Broader Implications and Related Threats
This scam is part of a broader trend of cyber threats targeting the hospitality industry. For instance, a phishing campaign identified in November 2025 targeted hotel establishments and their guests through compromised Booking.com accounts. Dubbed the I Paid Twice scheme, this operation combined credential theft with multi-stage malware deployment, creating a complex threat to the global hospitality sector. Attackers compromised hotel administrator systems through spear-phishing emails impersonating legitimate Booking.com communications, leading to unauthorized access to booking platforms and subsequent fraudulent activities.
Another notable attack involved cybercriminals impersonating Booking.com to trick hotel staff into installing malware on their systems. This campaign leveraged social engineering techniques and exploited the time-sensitive nature of hotel bookings to create a sense of urgency, compelling victims to act without proper security verification. Malicious actors sent fake Booking.com emails to hotel staff containing seemingly legitimate reservation details, instructing recipients to copy and paste a URL into their browser to confirm the booking, ultimately leading to malware installation.
Protective Measures for Hotels and Guests
To mitigate the risks associated with these scams, both hotels and guests must adopt proactive security measures:
– For Hotels:
– Implement Multi-Factor Authentication (MFA): Enforce MFA on all partner accounts to add an extra layer of security.
– Restrict Access: Limit access to booking portals to authorized personnel only.
– Vigilant Email Practices: Treat unexpected emails, especially those containing links or attachments, with caution, even if they appear to come from known brands.
– Monitor System Activity: Log and alert on new sign-ins, password resets, and unusual outbound redirects to detect potential breaches early.

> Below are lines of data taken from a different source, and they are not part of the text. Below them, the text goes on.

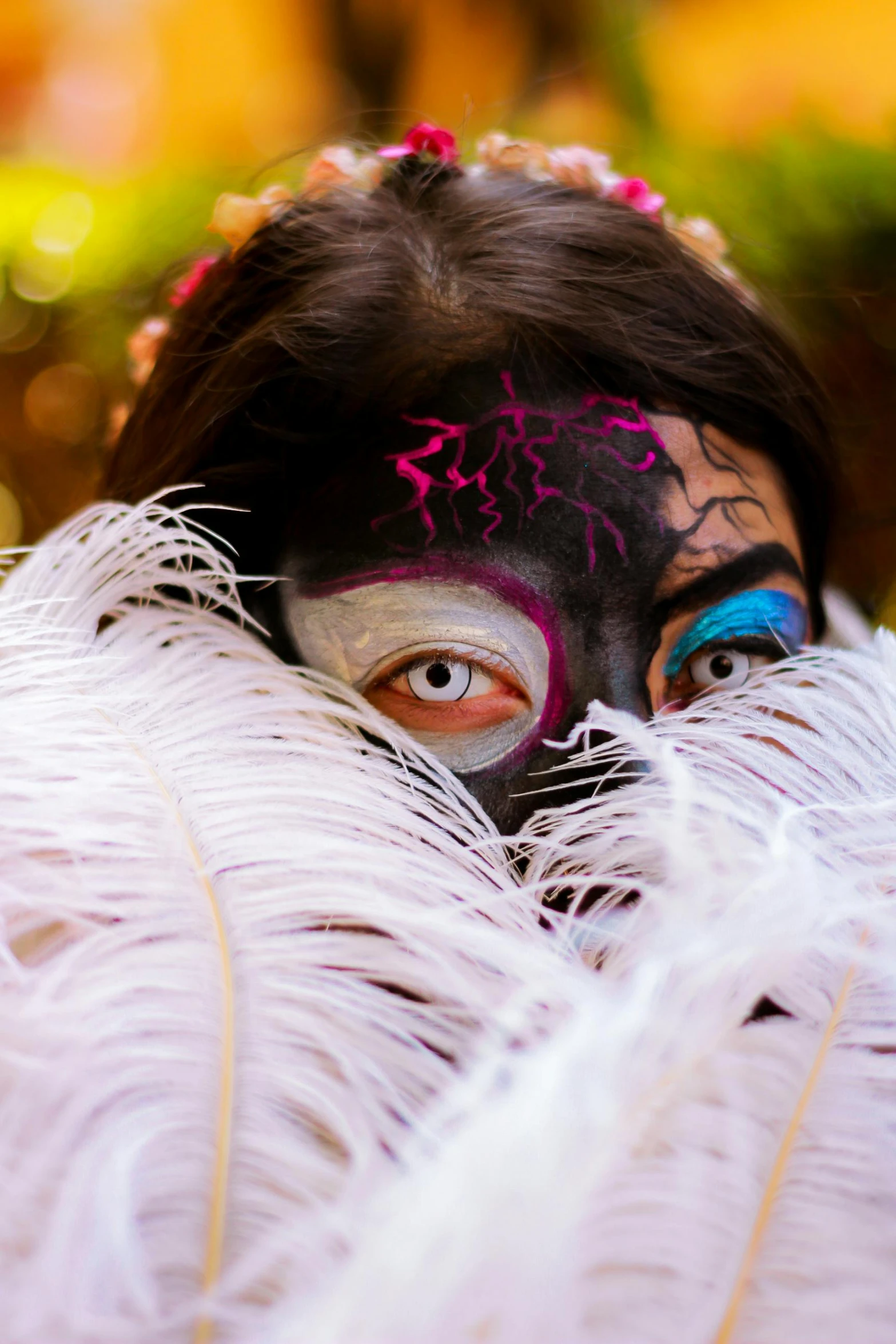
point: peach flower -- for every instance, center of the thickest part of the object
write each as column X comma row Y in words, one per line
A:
column 237, row 218
column 144, row 346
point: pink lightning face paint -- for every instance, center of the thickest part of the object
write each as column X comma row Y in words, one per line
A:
column 497, row 557
column 524, row 440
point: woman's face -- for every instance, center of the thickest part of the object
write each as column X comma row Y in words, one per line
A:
column 503, row 562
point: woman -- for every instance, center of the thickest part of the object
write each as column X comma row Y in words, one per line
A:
column 513, row 441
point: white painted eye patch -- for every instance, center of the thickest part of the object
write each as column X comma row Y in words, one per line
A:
column 465, row 673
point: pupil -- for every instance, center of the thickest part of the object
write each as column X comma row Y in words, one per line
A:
column 722, row 666
column 439, row 675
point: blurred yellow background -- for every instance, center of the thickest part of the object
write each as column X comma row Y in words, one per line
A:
column 121, row 120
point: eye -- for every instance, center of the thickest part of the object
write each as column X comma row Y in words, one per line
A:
column 444, row 679
column 447, row 691
column 720, row 667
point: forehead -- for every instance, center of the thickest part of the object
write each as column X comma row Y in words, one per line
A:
column 495, row 468
column 572, row 488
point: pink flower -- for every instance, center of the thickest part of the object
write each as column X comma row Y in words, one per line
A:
column 425, row 139
column 189, row 284
column 636, row 193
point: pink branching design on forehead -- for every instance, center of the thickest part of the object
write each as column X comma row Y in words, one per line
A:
column 441, row 464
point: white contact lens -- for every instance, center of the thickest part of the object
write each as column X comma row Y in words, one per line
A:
column 723, row 667
column 440, row 679
column 451, row 642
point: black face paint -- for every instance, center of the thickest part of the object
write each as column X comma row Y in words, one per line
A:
column 560, row 510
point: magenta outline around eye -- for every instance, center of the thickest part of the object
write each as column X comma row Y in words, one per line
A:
column 509, row 589
column 508, row 440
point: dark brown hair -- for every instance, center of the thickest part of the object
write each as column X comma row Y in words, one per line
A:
column 345, row 311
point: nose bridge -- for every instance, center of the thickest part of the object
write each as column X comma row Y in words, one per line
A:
column 613, row 669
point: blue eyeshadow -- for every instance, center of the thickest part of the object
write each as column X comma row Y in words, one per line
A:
column 759, row 612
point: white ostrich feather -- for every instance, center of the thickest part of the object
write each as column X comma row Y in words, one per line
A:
column 244, row 947
column 290, row 1054
column 662, row 1168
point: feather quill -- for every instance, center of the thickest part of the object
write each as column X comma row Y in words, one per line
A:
column 667, row 1166
column 245, row 947
column 288, row 1050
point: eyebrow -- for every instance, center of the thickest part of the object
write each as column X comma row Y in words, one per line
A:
column 751, row 566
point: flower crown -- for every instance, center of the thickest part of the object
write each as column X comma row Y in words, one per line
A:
column 343, row 168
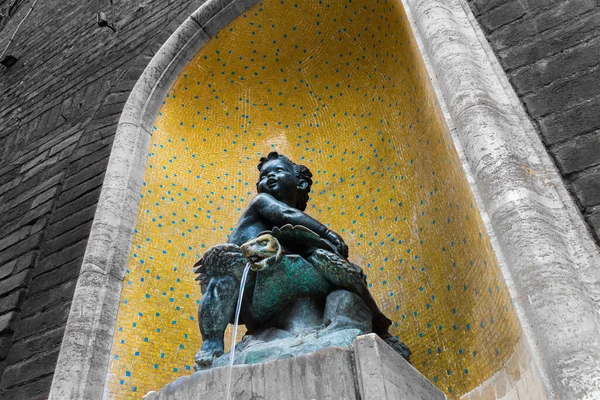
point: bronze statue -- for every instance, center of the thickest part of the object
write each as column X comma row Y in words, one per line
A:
column 301, row 283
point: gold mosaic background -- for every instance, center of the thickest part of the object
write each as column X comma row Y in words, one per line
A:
column 339, row 86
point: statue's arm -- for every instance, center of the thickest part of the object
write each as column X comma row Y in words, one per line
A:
column 279, row 214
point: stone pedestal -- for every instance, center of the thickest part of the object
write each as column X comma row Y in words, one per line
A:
column 368, row 370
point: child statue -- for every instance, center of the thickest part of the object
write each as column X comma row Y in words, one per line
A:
column 315, row 264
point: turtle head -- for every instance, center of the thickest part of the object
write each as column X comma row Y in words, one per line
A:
column 262, row 252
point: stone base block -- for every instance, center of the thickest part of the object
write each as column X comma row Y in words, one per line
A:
column 367, row 370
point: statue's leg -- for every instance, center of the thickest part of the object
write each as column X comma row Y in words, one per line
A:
column 217, row 309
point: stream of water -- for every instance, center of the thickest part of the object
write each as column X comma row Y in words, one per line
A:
column 235, row 326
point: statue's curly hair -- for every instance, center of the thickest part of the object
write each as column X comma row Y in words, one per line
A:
column 302, row 174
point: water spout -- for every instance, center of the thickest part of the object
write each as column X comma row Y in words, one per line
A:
column 235, row 326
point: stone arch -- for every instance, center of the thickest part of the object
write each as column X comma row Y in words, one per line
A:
column 509, row 167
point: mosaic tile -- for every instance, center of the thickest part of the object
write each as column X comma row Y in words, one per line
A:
column 339, row 86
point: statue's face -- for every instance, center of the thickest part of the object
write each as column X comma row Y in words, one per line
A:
column 278, row 179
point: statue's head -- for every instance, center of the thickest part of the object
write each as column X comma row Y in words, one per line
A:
column 284, row 179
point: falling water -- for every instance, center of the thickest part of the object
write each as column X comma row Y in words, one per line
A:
column 234, row 334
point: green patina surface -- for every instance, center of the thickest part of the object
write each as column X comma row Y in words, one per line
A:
column 292, row 277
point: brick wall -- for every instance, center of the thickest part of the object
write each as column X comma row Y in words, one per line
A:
column 550, row 50
column 58, row 113
column 61, row 102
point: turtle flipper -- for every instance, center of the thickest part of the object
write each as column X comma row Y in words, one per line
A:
column 220, row 260
column 349, row 276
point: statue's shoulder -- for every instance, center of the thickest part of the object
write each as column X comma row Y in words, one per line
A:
column 299, row 239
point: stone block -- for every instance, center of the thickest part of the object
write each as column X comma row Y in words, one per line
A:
column 61, row 257
column 42, row 302
column 593, row 219
column 62, row 274
column 12, row 301
column 550, row 42
column 586, row 188
column 502, row 15
column 5, row 321
column 14, row 282
column 368, row 370
column 50, row 319
column 54, row 244
column 384, row 374
column 36, row 345
column 577, row 154
column 6, row 269
column 82, row 183
column 559, row 96
column 539, row 20
column 79, row 203
column 580, row 119
column 29, row 370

– Regular Security Training: Educate staff on recognizing phishing attempts and the importance of verifying the authenticity of communications.
– For Guests:
– Verify Payment Requests: Be cautious of payment requests received through chat apps or emails. Confirm any payment-related communications by contacting the hotel directly using verified contact methods.
– Avoid Clicking Suspicious Links: Do not click on links in unsolicited messages. Instead, manually enter the hotel’s official website URL into your browser.

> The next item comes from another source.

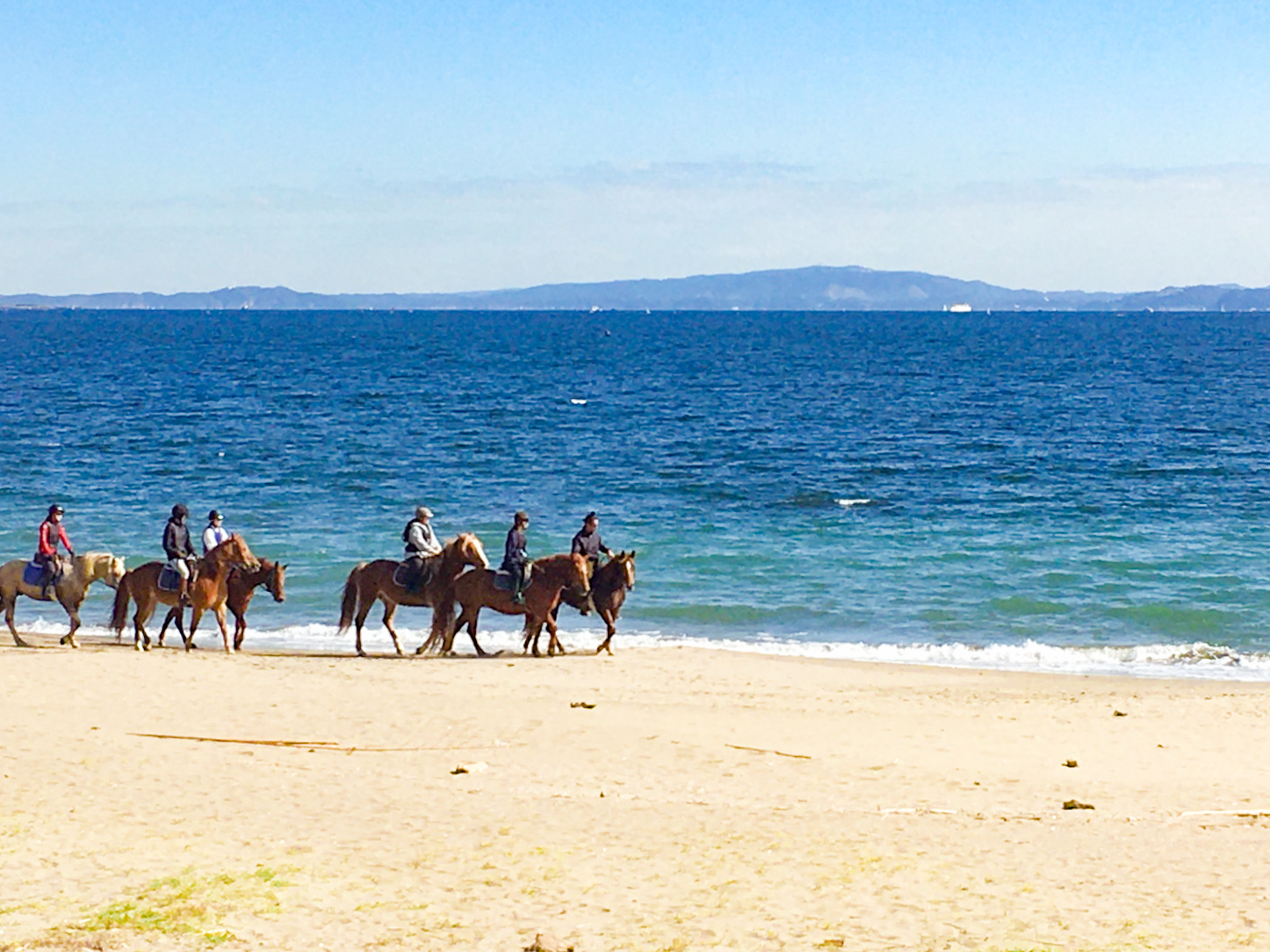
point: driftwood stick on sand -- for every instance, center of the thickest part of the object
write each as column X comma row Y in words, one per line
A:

– Monitor Financial Statements: Regularly review bank and credit card statements for unauthorized transactions.
– Report Suspicious Activity: If you suspect you’ve been targeted by such a scam, report it to the hotel and relevant authorities immediately.
Conclusion
The Reservation Hijack Scam underscores the evolving tactics of cybercriminals who exploit trust and legitimate processes to deceive victims. By understanding the mechanics of these scams and implementing robust security practices, both hotels and travelers can better protect themselves against such fraudulent activities.